In an absorbing compendium Independence Memories: A People's Portrait of the Early Days of the Irish Nation (Hachette, £14.99) Valerie Cox soaks up social history from 100 years ago. She interviews a cross-section of ordinary people, listening to their authentic speaking voice telling of how their families were affected by the troubled times. The tragedy of innocent civilians killed during the Civil War – estimated to be between 300 and 400 people whose stories are largely unknown – is recounted. One of them, Mary Ellen Kavanagh, who was 19, was shot dead during a bank raid in Buncrana in 1922. Her family was offered compensation of £19 – one pound for every year of her life.

An overview of the revolutionary decade drawn from the Witness Statements archive is revealed in Eamonn Duggan's We Go Into Action Today at Noon . . . First-hand Accounts from Ireland's Revolutionary Years, 1913-22 (O'Brien Press, €19.99). Seventeen chapters provide invaluable recollections of the organisation of battalions and flying columns, procuring arms and ammunition, spying and intelligence work, and other subjects. Those interviews were carried out by the Bureau of Military History from 1947-57, covering the period of the Easter Rising up to the War of Independence. The statements are a comprehensive roadmap of the decade and capture significant stories from not only the men but also the women who joined Cumann na mBhan.

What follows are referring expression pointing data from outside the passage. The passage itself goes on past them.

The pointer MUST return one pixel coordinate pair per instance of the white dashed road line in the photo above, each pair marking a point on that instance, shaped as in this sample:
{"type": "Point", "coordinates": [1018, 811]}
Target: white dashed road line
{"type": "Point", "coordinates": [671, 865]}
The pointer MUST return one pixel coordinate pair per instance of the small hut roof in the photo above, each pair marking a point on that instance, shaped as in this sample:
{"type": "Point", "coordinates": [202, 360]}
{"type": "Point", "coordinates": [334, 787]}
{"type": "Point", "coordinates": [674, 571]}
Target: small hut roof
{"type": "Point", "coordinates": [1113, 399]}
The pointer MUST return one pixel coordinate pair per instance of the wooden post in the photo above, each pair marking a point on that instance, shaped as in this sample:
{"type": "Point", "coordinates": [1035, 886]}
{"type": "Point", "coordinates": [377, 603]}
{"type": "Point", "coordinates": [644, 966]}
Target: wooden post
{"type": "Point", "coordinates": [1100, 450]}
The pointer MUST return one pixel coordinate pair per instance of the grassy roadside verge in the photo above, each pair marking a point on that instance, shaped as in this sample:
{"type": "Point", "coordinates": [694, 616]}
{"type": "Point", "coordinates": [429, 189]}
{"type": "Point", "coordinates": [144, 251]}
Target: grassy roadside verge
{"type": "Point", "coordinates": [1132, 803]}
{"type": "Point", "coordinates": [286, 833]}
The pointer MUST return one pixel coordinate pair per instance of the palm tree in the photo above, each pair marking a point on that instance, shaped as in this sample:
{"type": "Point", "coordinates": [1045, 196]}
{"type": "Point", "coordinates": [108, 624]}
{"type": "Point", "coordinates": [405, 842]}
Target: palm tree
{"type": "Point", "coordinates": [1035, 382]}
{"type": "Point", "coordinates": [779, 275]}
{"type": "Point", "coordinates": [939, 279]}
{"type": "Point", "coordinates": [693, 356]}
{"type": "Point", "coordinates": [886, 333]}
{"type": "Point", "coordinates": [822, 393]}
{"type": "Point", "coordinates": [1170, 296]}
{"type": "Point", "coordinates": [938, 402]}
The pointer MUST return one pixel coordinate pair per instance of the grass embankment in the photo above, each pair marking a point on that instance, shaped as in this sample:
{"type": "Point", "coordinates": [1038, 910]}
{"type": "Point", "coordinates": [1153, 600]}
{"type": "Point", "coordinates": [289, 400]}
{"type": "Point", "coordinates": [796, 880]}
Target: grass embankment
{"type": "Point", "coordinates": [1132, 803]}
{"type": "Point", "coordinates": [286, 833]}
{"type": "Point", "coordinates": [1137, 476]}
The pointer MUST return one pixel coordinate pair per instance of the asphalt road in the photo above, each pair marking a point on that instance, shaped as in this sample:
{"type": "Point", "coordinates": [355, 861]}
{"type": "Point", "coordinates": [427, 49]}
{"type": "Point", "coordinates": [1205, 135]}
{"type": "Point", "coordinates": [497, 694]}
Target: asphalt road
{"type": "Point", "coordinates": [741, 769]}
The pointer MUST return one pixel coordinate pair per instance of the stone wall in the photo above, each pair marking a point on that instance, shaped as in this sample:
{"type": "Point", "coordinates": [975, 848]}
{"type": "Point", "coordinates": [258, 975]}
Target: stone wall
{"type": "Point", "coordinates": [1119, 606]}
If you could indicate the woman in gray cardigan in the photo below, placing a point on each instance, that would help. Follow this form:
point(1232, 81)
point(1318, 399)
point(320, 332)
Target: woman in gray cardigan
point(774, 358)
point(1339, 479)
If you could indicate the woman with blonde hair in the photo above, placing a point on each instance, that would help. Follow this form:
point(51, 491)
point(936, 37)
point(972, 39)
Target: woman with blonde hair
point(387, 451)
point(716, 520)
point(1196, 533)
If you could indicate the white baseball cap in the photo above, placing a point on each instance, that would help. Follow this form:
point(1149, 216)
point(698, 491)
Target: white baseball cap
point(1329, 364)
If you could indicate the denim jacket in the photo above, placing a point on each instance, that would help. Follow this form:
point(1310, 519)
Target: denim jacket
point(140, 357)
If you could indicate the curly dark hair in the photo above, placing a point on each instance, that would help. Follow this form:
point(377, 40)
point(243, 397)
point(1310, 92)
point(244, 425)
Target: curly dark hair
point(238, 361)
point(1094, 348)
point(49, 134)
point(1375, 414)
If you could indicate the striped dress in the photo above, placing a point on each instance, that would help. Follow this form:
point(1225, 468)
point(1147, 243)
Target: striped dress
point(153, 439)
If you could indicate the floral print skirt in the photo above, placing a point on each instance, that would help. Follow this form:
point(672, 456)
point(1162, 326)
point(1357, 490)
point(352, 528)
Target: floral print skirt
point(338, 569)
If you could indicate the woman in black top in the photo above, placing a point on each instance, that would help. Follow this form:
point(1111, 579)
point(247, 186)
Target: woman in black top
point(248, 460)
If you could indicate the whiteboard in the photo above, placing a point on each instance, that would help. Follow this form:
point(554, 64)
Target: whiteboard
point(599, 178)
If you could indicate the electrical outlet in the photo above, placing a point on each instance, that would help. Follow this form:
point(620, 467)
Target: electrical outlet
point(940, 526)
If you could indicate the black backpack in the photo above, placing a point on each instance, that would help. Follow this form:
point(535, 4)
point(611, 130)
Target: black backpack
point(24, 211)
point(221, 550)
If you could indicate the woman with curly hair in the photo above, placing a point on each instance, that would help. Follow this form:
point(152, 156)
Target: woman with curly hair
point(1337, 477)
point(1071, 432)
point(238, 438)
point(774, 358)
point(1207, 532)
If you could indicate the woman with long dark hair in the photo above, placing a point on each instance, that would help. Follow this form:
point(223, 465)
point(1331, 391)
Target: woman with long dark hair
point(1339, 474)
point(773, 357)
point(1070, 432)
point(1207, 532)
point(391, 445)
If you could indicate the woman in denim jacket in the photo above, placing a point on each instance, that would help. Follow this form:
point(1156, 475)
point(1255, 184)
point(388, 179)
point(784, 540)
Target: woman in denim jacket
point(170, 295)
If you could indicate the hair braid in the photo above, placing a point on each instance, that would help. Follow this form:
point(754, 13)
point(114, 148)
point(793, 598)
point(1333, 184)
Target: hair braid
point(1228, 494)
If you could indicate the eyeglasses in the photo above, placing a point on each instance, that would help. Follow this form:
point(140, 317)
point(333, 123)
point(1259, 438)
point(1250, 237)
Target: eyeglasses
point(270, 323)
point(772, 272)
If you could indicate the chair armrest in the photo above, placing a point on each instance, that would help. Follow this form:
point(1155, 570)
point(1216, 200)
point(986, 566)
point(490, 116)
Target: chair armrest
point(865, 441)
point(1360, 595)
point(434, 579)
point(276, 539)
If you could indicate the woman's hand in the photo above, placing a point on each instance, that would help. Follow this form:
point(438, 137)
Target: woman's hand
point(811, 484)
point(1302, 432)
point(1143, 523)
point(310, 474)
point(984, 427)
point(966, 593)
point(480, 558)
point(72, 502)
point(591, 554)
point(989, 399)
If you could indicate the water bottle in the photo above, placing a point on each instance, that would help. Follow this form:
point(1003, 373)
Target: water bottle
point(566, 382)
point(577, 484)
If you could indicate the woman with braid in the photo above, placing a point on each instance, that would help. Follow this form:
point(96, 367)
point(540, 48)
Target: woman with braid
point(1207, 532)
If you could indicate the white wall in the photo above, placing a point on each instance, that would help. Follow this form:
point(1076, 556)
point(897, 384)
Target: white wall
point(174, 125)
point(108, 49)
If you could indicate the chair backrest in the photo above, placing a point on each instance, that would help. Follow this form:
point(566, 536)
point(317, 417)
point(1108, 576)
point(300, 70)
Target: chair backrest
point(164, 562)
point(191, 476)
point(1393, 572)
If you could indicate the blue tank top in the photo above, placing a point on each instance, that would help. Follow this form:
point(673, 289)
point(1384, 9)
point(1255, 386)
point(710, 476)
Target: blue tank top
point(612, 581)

They paint a portrait of who took part in military operations across the country shedding light on the political manoeuvres and wider thinking in republican circles.

Stirring accounts of the Rising include those of Michael Staines, Quartermaster General of the Irish Volunteers from 1913-16 who was in the GPO. And from Monsignor Michael Curran – secretary to the Archbishop of Dublin, Dr Walsh – who kept a personal dairy of the fast-moving events and was a witness to shootings and lootings.